All option details can be viewed by strainphlan.py help:
#!python
python ../strainphlan.py -h
The default setting can be stringent for some cases where you have very few samples left in the phylogenetic tree. You can relax some parameters to add more samples back:
- marker_in_clade: In each sample, the clades with the percentage of present markers less than this threshold are removed. Default "0.8". You can set this parameter to "0.5" to add some more samples.
- sample_in_marker: If the percentage of samples that a marker present in is less than this threhold, that marker is removed. Default "0.8". You can set this parameter to "0.5" to add some more samples.
- N_in_marker: The consensus markers with the percentage of N nucleotides greater than this threshold are removed. Default "0.2". You can set this parameter to "0.5" to add some more samples.

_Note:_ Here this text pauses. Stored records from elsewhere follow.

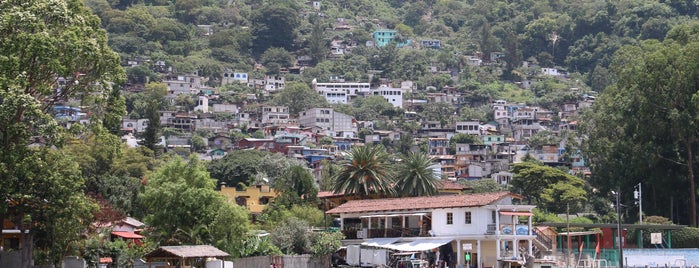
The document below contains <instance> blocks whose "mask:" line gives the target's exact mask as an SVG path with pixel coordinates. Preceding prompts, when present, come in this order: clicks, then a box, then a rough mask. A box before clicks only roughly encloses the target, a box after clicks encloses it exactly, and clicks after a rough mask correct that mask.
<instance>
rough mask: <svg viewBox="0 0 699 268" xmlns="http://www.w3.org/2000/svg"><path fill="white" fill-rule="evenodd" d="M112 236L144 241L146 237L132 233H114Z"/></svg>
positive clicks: (116, 231) (119, 232)
mask: <svg viewBox="0 0 699 268" xmlns="http://www.w3.org/2000/svg"><path fill="white" fill-rule="evenodd" d="M112 234H113V235H116V236H118V237H121V238H126V239H142V238H144V236H142V235H139V234H134V233H130V232H118V231H114V232H112Z"/></svg>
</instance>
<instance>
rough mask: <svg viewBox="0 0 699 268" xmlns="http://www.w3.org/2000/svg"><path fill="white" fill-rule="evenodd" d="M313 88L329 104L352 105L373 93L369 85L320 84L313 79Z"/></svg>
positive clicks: (324, 83) (354, 84)
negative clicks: (366, 94) (357, 96)
mask: <svg viewBox="0 0 699 268" xmlns="http://www.w3.org/2000/svg"><path fill="white" fill-rule="evenodd" d="M312 86H313V90H315V91H316V92H318V94H320V95H322V96H323V97H325V99H326V100H327V101H328V102H329V103H350V102H352V100H353V99H355V98H357V96H359V95H362V94H364V93H368V92H370V91H371V90H370V88H369V87H370V84H369V83H318V81H317V80H316V79H313V82H312ZM401 102H402V99H401Z"/></svg>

- gap_in_sample: The samples with full sequences concatenated from all markers and having the percentage of gaps greater than this threshold will be removed. Default 0.2. You can set this parameter to "0.5" to add some more samples.
- relaxed_parameters: use this option to automatically set the above parameters to add some more samples by accepting some more gaps, Ns, etc. This option is equivalent to set: marker_in_clade=0.5, sample_in_marker=0.5, N_in_marker=0.5, gap_in_sample=0.5. Default "False".
- relaxed_parameters2: use this option to add more samples by accepting some noise. This is equivalent to set marker_in_clade=0.2, sample_in_marker=0.2, N_in_marker=0.8, gap_in_sample=0.8. Default "False".
In the output folder, you can find the following files:
- clade_name.fasta: the alignment file of all metagenomic strains.
- *.marker_pos: this file shows the starting position of each marker in the strains.
- *.info: this file shows the general information like the total length of the concatenated markers (full sequence length), number of used markers, etc.
- *.polymorphic: this file shows the statistics on the polymorphic site, where "sample" is the sample name, "percentage_of_polymorphic_sites" is the percentage of sites that are suspected to be polymorphic, "avg_freq" is the average frequency of the dominant alleles on all polymorphic sites, "avg_coverage" is the average coverage at all polymorphic sites.